Que demander de plus ?
Pourtant, au risque de passer pour un rabat-joie, je considère que cette loi est inutile, démagogique et inapplicable en l’état. Je m’explique.
Elle est inapplicable car le délai de cinq années pour la mise en conformité avec ces ratios est trop court. Qui connait un peu l’hôpital sait que cette grosse machine s’adapte à la vitesse d’un paquebot, c’est-à-dire très lentement. Et encore plus lentement quand il s’agit de faire appliquer un texte pour l’ensemble des services et dans tous les établissements. Même une mesure aussi simple que la remise d’un livret d’accueil à l’entrée n’est pas toujours respectée. Le texte date pourtant de … 2007.
A titre d’exemple, pour la loi sur les ratios identique votée en Californie en 1998, il aura fallu attendre huit ans pour y parvenir – et les sanctions prévues étaient autrement plus sévères.

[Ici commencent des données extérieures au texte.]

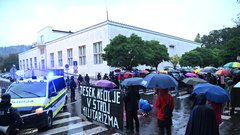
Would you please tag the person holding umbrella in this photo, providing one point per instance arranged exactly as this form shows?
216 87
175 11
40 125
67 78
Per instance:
131 99
202 118
217 107
164 99
73 86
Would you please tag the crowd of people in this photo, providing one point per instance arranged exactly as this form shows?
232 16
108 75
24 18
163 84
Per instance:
205 116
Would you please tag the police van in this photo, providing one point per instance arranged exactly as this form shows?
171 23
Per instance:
38 100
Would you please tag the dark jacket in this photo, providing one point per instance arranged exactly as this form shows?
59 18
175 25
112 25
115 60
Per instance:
87 79
131 98
9 116
73 84
80 78
202 119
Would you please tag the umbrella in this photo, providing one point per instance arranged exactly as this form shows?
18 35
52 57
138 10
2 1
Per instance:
209 69
223 72
144 71
117 70
197 70
163 71
128 74
232 65
155 80
105 84
193 81
213 93
191 75
132 81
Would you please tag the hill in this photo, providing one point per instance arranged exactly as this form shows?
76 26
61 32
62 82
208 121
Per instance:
5 51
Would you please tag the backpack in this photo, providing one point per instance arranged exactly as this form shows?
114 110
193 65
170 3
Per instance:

Les sanctions justement, parlons-en : le chef d’établissement « informe » l’ARS, dit le texte de loi. Fort bien. Mais ensuite quoi ? L’ARS envoie un courrier courroucé, elle demande des aménagements, elle ferme autoritairement le service ? Et si dans les jours suivants on sait qu’on va à nouveau respecter le ratio, parce que retour de vacances, fin d’arrêt-maladie ou autre, on fait quoi ? On ferme et on rouvre ? On serre les dents en attendant ? Rien n’est stipulé. Et pour cause : en pratique, il est impossible de prévoir et de donner un cadre précis.

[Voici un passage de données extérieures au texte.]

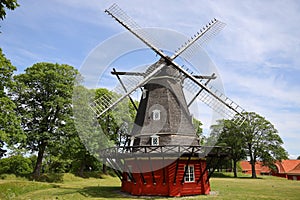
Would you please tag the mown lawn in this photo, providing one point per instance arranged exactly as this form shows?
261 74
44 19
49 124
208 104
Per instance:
108 187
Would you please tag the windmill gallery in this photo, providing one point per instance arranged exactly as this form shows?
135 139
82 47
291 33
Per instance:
163 155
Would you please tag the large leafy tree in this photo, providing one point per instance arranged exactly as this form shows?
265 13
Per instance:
43 95
229 135
262 141
7 4
10 132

Cette loi est démagogique car elle fait croire que la situation va s’améliorer puisque les hôpitaux vont être forcés d’embaucher. Mais les hôpitaux ne demandent que ça d’embaucher ! Le problème, c’est qu’ils ne trouvent pas assez de candidats, qu’il s’agisse d’infirmiers ou d’aides-soignants notamment. Et que les personnes en poste démissionnent de plus en plus souvent, écœurés par des conditions de travail parfois indignes, souvent pénibles. Prétendre que cette loi va « redonner de l’espoir aux soignants » ce n’est pas seulement s’illusionner, c’est leur mentir effrontément.

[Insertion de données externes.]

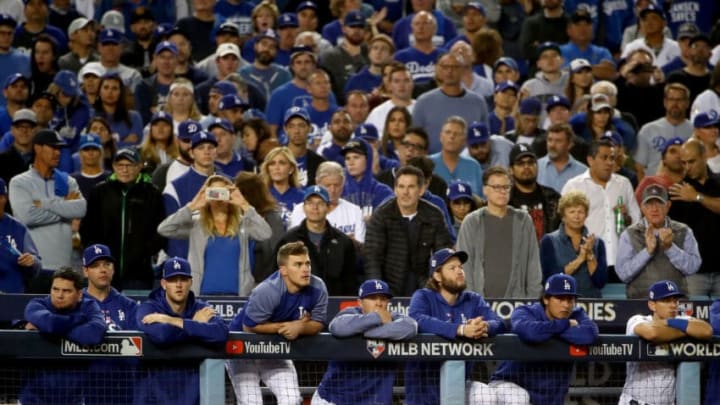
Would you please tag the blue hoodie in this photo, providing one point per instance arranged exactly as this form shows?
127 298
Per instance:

Enfin, cette loi est inutile car les professionnels de santé n’ont pas attendu je ne sais quel décret pour que la sécurité des patients soit leur préoccupation numéro Un. Dès lors que cette sécurité est menacée du fait de la pénurie de personnel la décision s’impose à tous : on ferme ! Pour quelques spécialités hyper techniques (néonatalogie, grands brûlés, soins critiques) c’est même une obligation formelle. Dans les faits, de nombreux autres services ferment ponctuellement quelques jours ; pour d’autres, cela peut durer plus longtemps, en particulier pendant les mois d’été. Régulièrement aussi, des lits restent inoccupés, des interventions sont annulées, ou repoussées.
Tout cela parce qu’il manque du personnel et que ce manque est structurel, constant voire en aggravation ces dernières années. Et quand on n’est pas contraint de fermer un service, on doit néanmoins gérer d’autres contraintes. En situation de sous-effectif , c’est-à-dire en permanence ou presque, on jongle avec les plannings, on demande à certains d’annuler leurs congés, on pousse d’autres à s’épuiser à la tâche. Bref, le plus souvent on « bricole ». Avec ce que cela engendre d’insatisfactions, d’épuisement, de sentiment de gâchis et d’impuissance.
Alors n’attendez pas de soignants qu’ils se réjouissent à la perspective de ces ratios. Ils sont dans le réel, eux. Ils savent bien qu’aucun décret ne suffira jamais à multiplier les embauches. Ni à résoudre la crise de l’hôpital.